Hay muchas películas en El Profesor de Persa. O, mejor dicho, muchos intentos de salirse, por vía del cambio de tono, de lo que aparenta ser una rutinaria historia de supervivencia en medio de la barbarie nazi en los campos de concentración. No solo tenemos pues el drama, sino que se juega a desarrollar una trama con suspense mientras se flirtea con una suerte de comedia soterrada, a medio camino entre la ternura, la empatía y el esperpento.
En este sentido hay que agradecer el intento de Vadim Perelman de salirse de la hoja de ruta habitual en el subgénero de campos de concentración. El problema surge cuando, a pesar de poder identificar claramente estos desvíos, todo acaba por ser un más de lo mismo, un déjà vu de una historia mil veces vista a pesar de los matices propios de la trama.
Probablemente El Profesor de Persa adolece de una puesta en escena plana y rutinaria.
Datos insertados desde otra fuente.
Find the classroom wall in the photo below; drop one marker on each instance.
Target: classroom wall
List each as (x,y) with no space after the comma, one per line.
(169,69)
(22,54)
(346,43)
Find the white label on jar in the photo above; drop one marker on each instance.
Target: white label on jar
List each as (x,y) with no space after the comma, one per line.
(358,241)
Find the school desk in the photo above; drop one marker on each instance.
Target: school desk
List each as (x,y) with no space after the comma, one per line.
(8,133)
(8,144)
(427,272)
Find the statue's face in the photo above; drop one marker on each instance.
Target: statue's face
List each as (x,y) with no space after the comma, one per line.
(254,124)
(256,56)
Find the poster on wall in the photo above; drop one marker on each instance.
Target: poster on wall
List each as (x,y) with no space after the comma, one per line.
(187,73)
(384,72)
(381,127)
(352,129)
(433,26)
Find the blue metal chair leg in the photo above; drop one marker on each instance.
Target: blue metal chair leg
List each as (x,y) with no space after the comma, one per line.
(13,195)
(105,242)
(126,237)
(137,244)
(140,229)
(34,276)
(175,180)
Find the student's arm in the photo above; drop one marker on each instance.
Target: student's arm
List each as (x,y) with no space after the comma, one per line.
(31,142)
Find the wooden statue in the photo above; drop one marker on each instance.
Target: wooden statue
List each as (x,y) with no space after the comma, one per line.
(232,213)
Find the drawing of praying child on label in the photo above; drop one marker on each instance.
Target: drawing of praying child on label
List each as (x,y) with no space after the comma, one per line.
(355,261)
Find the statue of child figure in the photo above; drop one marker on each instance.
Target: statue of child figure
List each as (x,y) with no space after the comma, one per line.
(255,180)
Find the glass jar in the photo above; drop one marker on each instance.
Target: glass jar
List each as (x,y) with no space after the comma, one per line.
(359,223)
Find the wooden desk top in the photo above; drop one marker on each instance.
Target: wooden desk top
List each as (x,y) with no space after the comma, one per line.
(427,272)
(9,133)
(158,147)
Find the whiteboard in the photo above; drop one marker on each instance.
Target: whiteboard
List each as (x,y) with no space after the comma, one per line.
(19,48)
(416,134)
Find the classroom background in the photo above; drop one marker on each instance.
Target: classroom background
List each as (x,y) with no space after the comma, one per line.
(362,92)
Está bien querer transmitir la atmósfera casi incolora y plomiza del lugar, pero no a costa de reducir a la mínima expresión cualquier atisbo de riesgo visual. Cierto es que de esta manera casi podemos palpar esa rutina condenatoria de su protagonista, pero también ahogando cualquier emotividad que pudieras sentir por su drama personal.
La sensación es que estamos ante una obra que, aunque técnicamente correcta, se mueve con pies de plomo intentando evitar los excesos tanto de dramatización como de la pornografía de la barbarie. Un filme que solo se permite respirar en una escena final que de forma precisa consigue explicar y resumir todo lo que ha intentado contar de forma abstrusa (y un tanto torpe) durante el resto del metraje.
A pesar de ser una película que pivota de forma muy clara en la relación de dos personajes opuestos en apariencia (y que, cómo no, acabaran por empatizar a pesar del abismo que les separa) se echa de menos un retrato algo más profundo de ellos. Al final se reduce a cuatro brochazos de definición y algún detalle esbozado conforme avanza la trama dando la impresión de que, en realidad, parecen ir a remolque de lo que se quiere contar en lugar de ser la correa de transmisión principal de los acontecimientos.
¿Qué nos queda al final? Pues lo habitual, nazis malignos gritando hasta para darse los buenos días, víctimas de genocidio pasando frío y hambre y un protagonista más impávido que dolorido. Un cóctel que hace bastante difícil tomarse en serio esta especie de fábula sobre la supervivencia, el recuerdo y la necesidad de comunicarse, aunque sea en un idioma inventado.
De hecho, el tema del falso idioma es involuntariamente el mejor resumen de lo que es la película. Un intento de recreación de filme clásico de prisioneros de guerra que acaba siendo un decorado, una bastida de cartón piedra de lo que realmente quería ser. Una película cuyo peor pecado es su intención de querer explicar algo relevante (en lo histórico y en lo emocional) y acabar siendo una pieza de aburrida intrascendencia.